After all, nobody would have anticipated space travel in 1899, since the closest thing to getting off the ground was a hot-air balloon. One wonders what people of the time saw as the future. "Wow, we have electricity!"

Most of the reading I've done for the period after the Civil War suggests that the state's ideals were fairly clear: Railroads, corn and prosperity.

While the Whitewater Valley was still largely agrarian, most matters surrounding farming were largely political. The growth of the Populist movement added some zing to the debate, particularly as the labor movement gained in numbers in the larger towns. The agrarian segment of Indiana society found Populist dogma appealing on some levels.

In some cases, radical interpretations of Populism also led to anarchy. As a substantive point of view, it ran more on emotion than capital.

James B. Madison, author of a 1986 book The Indiana Way, does a nice job describing how Indiana matured at the end of the 19th century.

"A later generation of Hoosiers would look back on the several decades between the Civil War and World War I as Indiana's Golden Age. Through rose-tinted glasses, they remembered the excitement and entertainment of politics, the comfort and security of rural and small-town community life, the pleasures and popularity of Indiana literature, the sense of growth and progress in education and religion, the visible signs of improvement in material well-being."

Madison asserts that the Golden Age mentality was considered "the Indiana way," a moderate tradition that "many Hoosiers greeted with pride."

It's not really a stretch.

A robust and diverse economy had made Indiana the "Crossroads of America" and helped lure investment from both coasts as well as Europe.

It would be another two decades before the state crawled out of the mud, building the highways that would link the East with the West.

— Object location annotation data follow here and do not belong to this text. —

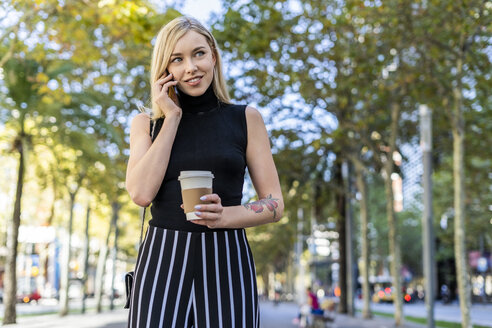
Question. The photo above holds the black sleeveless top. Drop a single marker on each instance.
(211, 136)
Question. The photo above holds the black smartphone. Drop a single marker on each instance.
(172, 92)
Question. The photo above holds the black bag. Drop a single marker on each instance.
(128, 287)
(129, 275)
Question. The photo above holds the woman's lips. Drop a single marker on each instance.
(194, 81)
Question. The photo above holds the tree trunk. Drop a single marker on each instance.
(116, 208)
(394, 243)
(86, 258)
(10, 298)
(364, 221)
(65, 281)
(458, 126)
(342, 240)
(101, 269)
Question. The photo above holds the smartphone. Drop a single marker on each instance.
(172, 92)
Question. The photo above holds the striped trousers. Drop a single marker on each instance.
(194, 279)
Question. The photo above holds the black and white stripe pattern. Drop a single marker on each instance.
(194, 279)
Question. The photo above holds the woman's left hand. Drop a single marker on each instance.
(210, 214)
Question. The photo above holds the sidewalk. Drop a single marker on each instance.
(345, 321)
(286, 312)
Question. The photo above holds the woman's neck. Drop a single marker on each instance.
(200, 104)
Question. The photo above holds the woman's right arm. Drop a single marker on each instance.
(148, 161)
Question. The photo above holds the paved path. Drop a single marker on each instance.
(281, 316)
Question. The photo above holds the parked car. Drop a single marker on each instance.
(28, 297)
(385, 294)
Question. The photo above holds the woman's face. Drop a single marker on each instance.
(192, 64)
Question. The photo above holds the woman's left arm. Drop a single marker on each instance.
(263, 173)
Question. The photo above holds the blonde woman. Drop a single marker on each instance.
(197, 273)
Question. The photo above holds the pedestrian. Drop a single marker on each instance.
(313, 302)
(197, 273)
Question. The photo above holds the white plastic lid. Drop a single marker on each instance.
(195, 174)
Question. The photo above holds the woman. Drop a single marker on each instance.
(197, 273)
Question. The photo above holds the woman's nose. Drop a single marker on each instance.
(190, 66)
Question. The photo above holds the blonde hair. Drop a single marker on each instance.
(165, 42)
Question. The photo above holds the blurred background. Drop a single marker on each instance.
(380, 117)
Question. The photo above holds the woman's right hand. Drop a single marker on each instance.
(160, 95)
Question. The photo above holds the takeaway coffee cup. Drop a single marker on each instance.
(194, 184)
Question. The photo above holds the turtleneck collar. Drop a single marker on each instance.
(200, 104)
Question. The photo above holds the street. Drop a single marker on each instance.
(282, 315)
(481, 314)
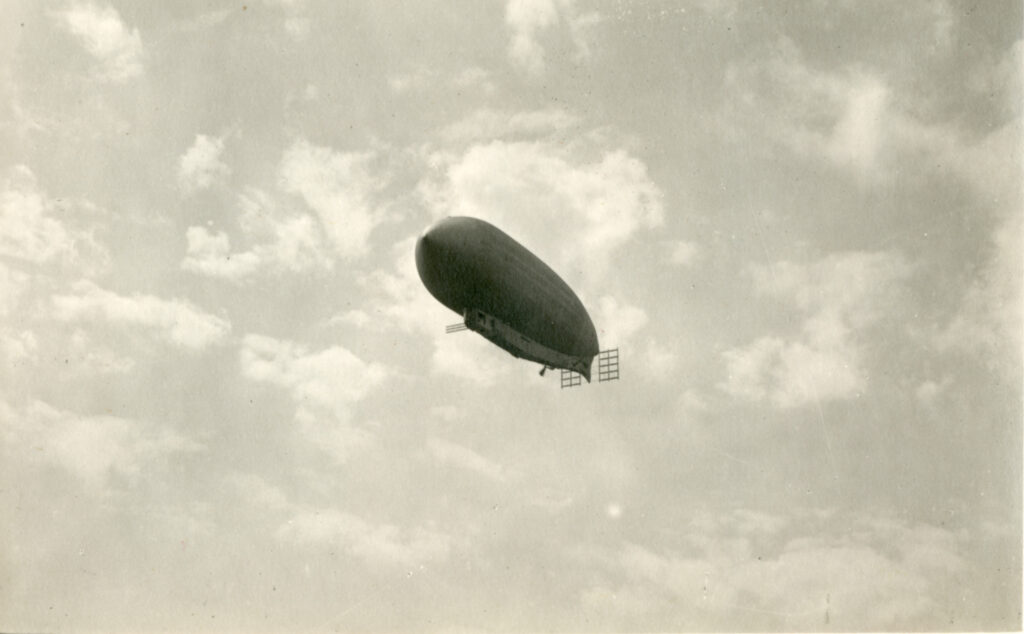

Meanwhile, in the Whitewater Valley, businesses thrived inside a purely local economy. Churches were experiencing enormous growth in membership and schools were functional.

And as the world turned, it would not be much longer before "round" was the word of the day. As in ... roundball.

We know it as Hoosier Hysteria.


LODGE LIZARDS

In Fairfield and other towns in Franklin County, the growth of secret societies, or more generically -- men's clubs -- was notable. August Reifel, in his 1915 history, includes essays on several such clubs ... the Masons, The Red Men, the Pythias, Odd Fellows.

Well, not so up-to-date
Most men of industry or importance were members of these clubs, whose purpose was varied. These clubs exist today. Their traditions are remotely the same, one would presume.

Fairfield's Lodge 110 of Pythias, was organized in 1883, Reifel says, and its membership in 1900 was about 50. "It meets in its own hall, a two-story brick building, thirty by sixty feet, erected in 1902, costing $4,000. It is an up-to-date structure in all of its appointments."

O.H. Logan, C.R. Dare, George Groce, Charles Gerren, J.T. Buckley, Darlie Hanna, H.H. Rose, Fred Loper, Clyde Newkirk are all listed as officers.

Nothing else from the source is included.